The degradation efficiency of catalyst (decoloration rate) was decreased with the increasing of TiO₂/Fe₃O₄ ratio. This was attributed to the following two reasons. First, under the condition of low proportion of Fe₃O₄ in the composite TiO₂/Fe₃O₄, few relative infiltrate Fe³⁺ may cause few defect location on the surface of TiO₂, which cannot inhibit the recombination of electron–hole pairs [37]. Second, too much TiO₂ was coated on the surface of Fe₃O₄, which resulted in an excessive recombination of electron–hole pairs, impacted the formation of hydroxyl radicals, and reduced the utilization of light.

Conclusions

TiO₂/Fe₃O₄ photocatalyst was prepared by acid–sol and homogenous precipitation methods. Temperature and the content of TiO₂ in the photocatalyst were the mainly factors, which affect the synthesis of the TiO₂/Fe₃O₄ photocatalyst. The results showed that the nanocrystal of TiO₂ was the anatase with a magnetic Fe₃O₄ core. The TiO₂ crystal size was 2.4–3.6 nm, while the size of composite particles prepared by acid–sol and homogenous precipitation methods were ranged from 35 to 50 and 60 to 80 nm, respectively.

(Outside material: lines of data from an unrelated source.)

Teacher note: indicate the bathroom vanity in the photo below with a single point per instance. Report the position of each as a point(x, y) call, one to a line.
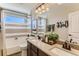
point(38, 48)
point(34, 51)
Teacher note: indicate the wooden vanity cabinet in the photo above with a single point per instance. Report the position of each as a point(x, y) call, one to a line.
point(34, 51)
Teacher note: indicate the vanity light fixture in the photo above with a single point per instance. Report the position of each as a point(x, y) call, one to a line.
point(42, 8)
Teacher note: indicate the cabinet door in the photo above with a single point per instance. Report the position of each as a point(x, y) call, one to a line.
point(41, 53)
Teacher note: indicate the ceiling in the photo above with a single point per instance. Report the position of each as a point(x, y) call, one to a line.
point(21, 7)
point(55, 8)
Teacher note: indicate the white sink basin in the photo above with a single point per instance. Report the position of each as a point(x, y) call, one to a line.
point(61, 52)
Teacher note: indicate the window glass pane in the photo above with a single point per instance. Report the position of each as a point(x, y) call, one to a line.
point(13, 19)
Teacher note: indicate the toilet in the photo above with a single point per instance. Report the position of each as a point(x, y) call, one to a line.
point(23, 48)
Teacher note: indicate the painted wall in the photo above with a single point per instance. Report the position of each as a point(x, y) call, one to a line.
point(63, 32)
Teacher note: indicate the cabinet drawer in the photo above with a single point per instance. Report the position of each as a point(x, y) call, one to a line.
point(33, 53)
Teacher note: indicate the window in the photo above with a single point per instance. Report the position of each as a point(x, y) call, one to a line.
point(13, 19)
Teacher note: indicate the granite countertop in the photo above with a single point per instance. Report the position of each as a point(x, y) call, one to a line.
point(47, 48)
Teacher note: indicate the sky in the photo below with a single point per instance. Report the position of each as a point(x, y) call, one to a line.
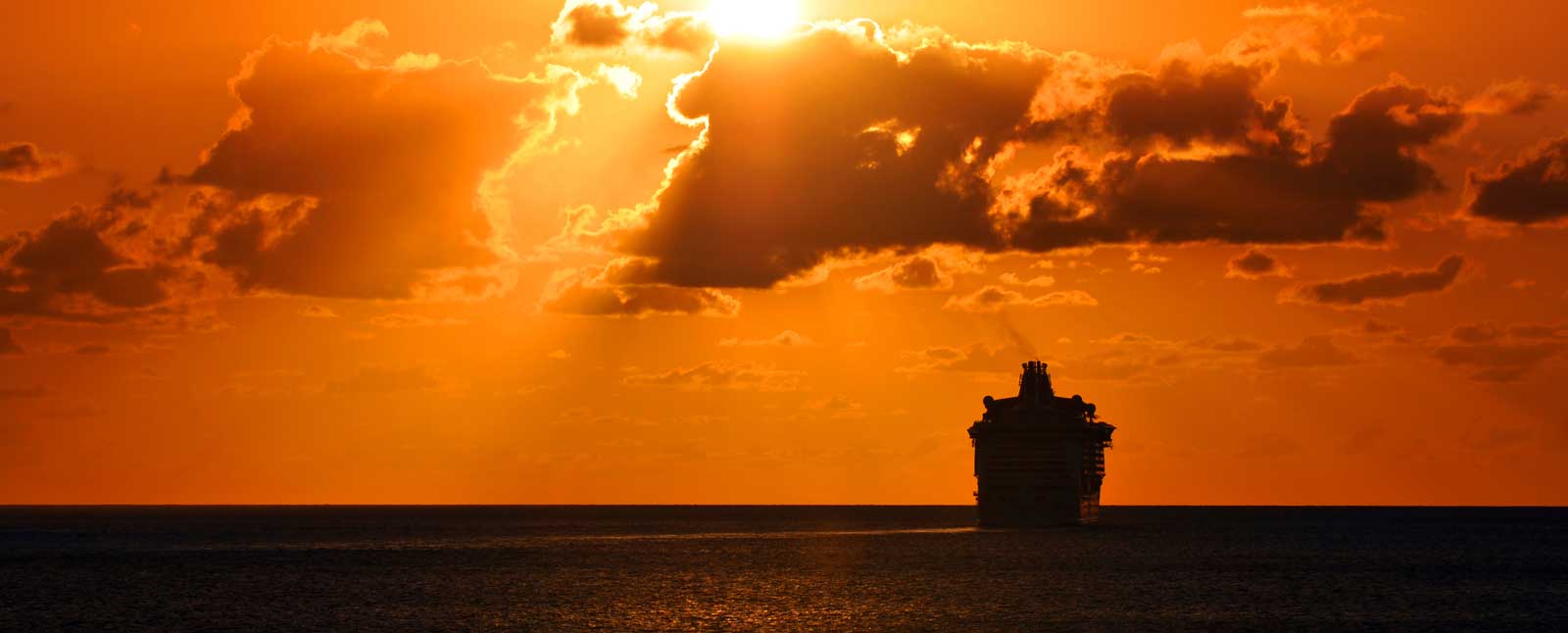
point(778, 253)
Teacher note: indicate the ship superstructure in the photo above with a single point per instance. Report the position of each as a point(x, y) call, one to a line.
point(1040, 460)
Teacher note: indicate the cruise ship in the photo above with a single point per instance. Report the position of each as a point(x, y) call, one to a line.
point(1040, 460)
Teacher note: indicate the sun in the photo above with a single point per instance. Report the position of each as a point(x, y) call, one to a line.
point(757, 19)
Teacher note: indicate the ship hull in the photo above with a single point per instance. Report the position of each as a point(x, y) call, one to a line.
point(1065, 511)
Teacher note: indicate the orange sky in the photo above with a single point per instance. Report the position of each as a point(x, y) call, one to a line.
point(517, 253)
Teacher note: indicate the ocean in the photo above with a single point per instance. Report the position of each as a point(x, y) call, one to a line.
point(778, 567)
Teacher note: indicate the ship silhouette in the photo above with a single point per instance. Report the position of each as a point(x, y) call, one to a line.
point(1040, 460)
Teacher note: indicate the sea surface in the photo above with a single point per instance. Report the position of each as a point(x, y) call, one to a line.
point(778, 567)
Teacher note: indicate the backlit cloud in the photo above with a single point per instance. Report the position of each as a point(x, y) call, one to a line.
point(1254, 266)
point(350, 177)
point(995, 298)
point(1380, 287)
point(914, 273)
point(1496, 355)
point(611, 25)
point(24, 162)
point(715, 374)
point(1533, 190)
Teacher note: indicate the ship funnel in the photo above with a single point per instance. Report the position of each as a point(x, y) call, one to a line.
point(1034, 386)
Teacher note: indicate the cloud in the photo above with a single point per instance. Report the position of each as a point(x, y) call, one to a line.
point(612, 25)
point(861, 149)
point(1512, 97)
point(85, 267)
point(976, 358)
point(1259, 180)
point(891, 141)
point(786, 339)
point(1309, 31)
point(1533, 190)
point(721, 376)
point(592, 295)
point(1042, 281)
point(384, 379)
point(995, 298)
point(913, 273)
point(1313, 351)
point(1254, 266)
point(318, 313)
point(1379, 287)
point(23, 392)
point(24, 162)
point(1501, 355)
point(345, 175)
point(397, 319)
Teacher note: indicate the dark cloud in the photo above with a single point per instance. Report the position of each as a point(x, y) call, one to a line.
point(1476, 332)
point(8, 345)
point(609, 24)
point(1266, 185)
point(1253, 266)
point(1380, 287)
point(80, 267)
point(24, 162)
point(1531, 190)
point(1539, 331)
point(593, 297)
point(1501, 355)
point(995, 298)
point(349, 177)
point(1313, 351)
point(1228, 345)
point(1494, 363)
point(913, 273)
point(877, 141)
point(1512, 97)
point(786, 339)
point(858, 149)
point(715, 374)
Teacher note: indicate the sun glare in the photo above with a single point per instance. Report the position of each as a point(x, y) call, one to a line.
point(758, 19)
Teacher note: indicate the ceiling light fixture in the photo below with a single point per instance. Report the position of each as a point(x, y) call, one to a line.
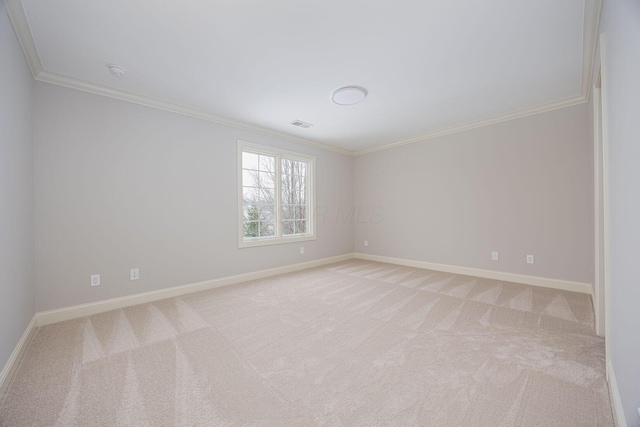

It was found that the TiO₂/Fe₃O₄ photocatalyst prepared by acid–sol method exhibited better morphological structure and photocatalytic activity than that prepared by homogenous precipitation method. TiO₂/Fe₃O₄ prepared by the two methods showed better photocatalytic activity than that of pure nano-TiO₂. And TiO₂/Fe₃O₄ composite catalyst could be obtained without heat treatment at high temperature.